• You could feel this one coming. Last week it was reported that Jimmy Butler requested a meeting with Tom Thibodeau and Scott Layden, the two decision makers on the operations side, to discuss the player’s future. For those who may not have followed the Timberwolves too closely this past year, that may have come as a moderate surprise. For the rest of us, those who have picked up every comment, seen every argument and felt the tension brewing, this is almost liberating.

    Constant whispers of a bad locker room and chemistry issues have been present since last December and they have continued throughout the year. The center of it has always been a two-sided battle, Butler and Thibs versus Karl-Anthony Towns and Andrew Wiggins. The tension never quite got out of hand, but nor did it subside. It apparently just continued to simmer throughout the season. The playoff appearance and short run may have even made the situation worse because it seemed like the two sides just seemed content with the outcome, while refusing to communicate and work things out. Had the Wolves missed the playoffs, perhaps this situation blows up sooner.

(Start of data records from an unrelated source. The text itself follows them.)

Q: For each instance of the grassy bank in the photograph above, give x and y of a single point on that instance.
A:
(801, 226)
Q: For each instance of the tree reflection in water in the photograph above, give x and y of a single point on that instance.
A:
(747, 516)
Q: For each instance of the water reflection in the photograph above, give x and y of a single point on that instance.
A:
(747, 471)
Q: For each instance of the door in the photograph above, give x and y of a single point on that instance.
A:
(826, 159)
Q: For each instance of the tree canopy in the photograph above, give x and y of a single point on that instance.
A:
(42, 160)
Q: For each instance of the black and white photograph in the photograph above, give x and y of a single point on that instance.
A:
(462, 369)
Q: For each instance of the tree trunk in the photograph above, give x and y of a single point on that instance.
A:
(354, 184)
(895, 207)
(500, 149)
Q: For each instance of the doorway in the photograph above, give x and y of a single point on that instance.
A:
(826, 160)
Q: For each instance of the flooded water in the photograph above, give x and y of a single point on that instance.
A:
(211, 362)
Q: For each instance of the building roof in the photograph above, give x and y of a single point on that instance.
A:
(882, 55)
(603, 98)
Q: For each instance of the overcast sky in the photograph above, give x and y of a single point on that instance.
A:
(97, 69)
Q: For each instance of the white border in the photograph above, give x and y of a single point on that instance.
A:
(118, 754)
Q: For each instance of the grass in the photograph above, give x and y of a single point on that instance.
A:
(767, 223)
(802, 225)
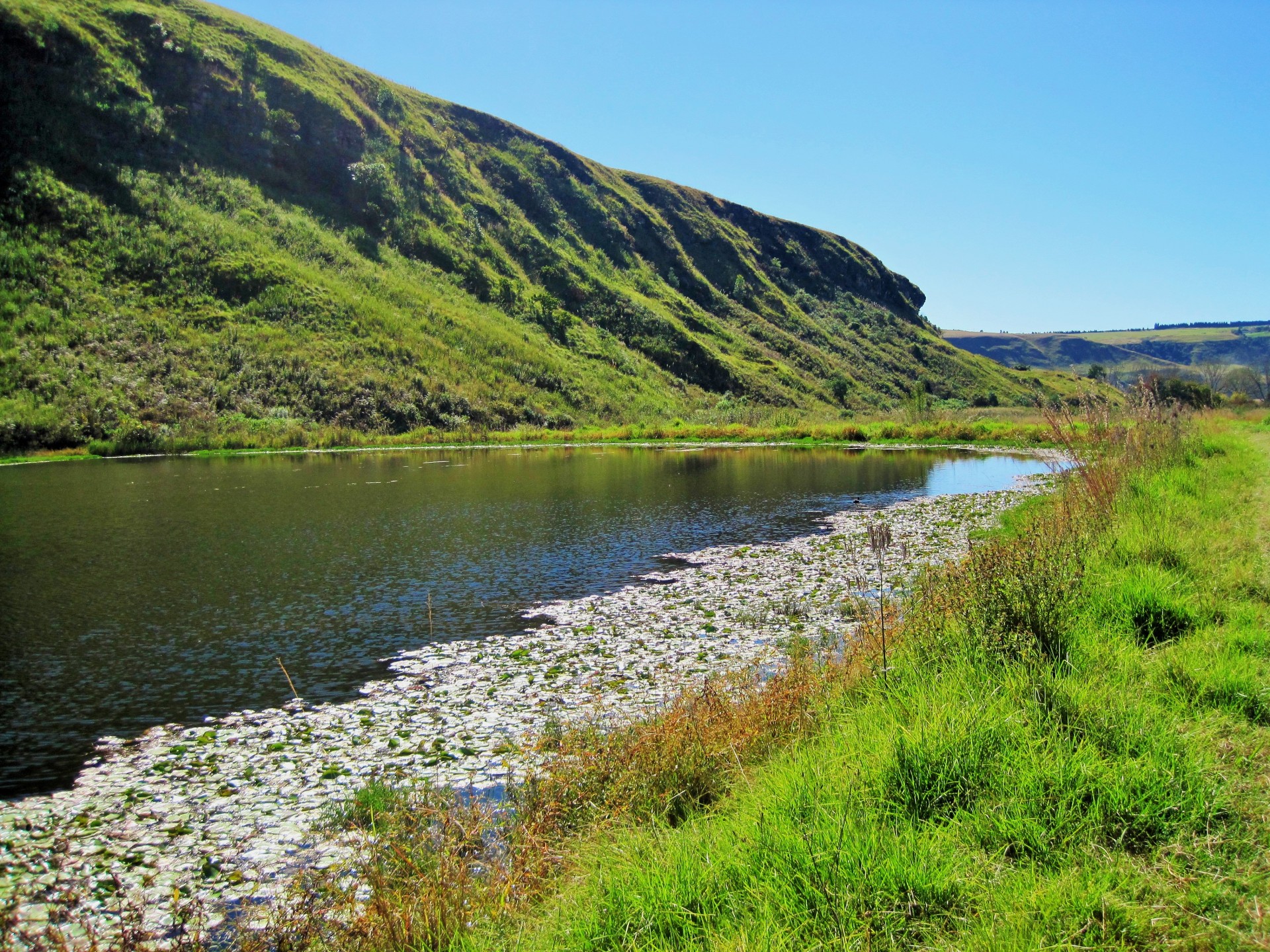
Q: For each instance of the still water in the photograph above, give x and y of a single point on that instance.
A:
(140, 592)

    Yet here we are one week before training camp begins and now the tensions are beginning to boil.

    When Butler asked to meet, it was a sign that this may finally play out and the two sides can reach an inevitable conclusion. For better or worse, that decision was made. Butler wants out and the sooner the better. The writing was on the wall and now this is the only way things could play out. It was either going to be Butler or Towns and Wiggins. For Butler, he doesn’t care about the money, he cares about getting a ring and feeling wanted.

    His path to a ring in Minnesota was unclear. If he locked himself into a long-term contract, the team would have no flexibility to bring on another star veteran player over the life of his contract. He would be ‘stuck’ with Towns and Wiggins, a prospect that clearly didn’t sit well in his mind. So he’s looking for greener pastures and a team that can meet his needs.

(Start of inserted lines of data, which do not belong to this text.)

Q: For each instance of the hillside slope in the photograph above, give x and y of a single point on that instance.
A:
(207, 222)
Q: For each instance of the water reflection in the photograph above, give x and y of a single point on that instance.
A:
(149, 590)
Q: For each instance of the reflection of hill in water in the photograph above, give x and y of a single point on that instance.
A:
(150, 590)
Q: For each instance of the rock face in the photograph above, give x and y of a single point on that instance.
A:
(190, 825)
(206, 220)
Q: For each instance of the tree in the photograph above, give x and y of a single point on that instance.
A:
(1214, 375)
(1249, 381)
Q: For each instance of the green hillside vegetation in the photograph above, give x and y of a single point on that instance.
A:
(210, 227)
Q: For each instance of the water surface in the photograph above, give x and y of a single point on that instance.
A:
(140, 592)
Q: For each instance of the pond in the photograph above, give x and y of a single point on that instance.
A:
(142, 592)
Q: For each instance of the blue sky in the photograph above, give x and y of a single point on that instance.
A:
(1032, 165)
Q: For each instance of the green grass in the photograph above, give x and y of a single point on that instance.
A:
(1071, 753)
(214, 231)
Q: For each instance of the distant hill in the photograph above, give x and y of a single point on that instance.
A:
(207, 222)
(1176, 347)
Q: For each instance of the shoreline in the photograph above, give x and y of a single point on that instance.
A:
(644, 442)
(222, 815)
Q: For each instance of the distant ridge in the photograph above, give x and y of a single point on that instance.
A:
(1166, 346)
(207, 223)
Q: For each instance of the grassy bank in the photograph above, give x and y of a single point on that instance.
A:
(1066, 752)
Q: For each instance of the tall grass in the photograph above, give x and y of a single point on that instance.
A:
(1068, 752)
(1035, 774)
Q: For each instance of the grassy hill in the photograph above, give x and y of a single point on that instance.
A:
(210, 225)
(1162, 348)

    What about feeling wanted, though? It certainly seems like Butler was a welcome addition to this franchise the moment he arrived, and he had the biggest backer possible in Thibodeau. He was going to be taken care of on the court by Coach Thibs and taken care of off the court by President Thibs. He was also the focal point for a fanbase that hadn’t seen a playoff chase in 13 years. Why didn’t he feel wanted? Perhaps things weren’t as tight between Butler and Thibs as we initially thought.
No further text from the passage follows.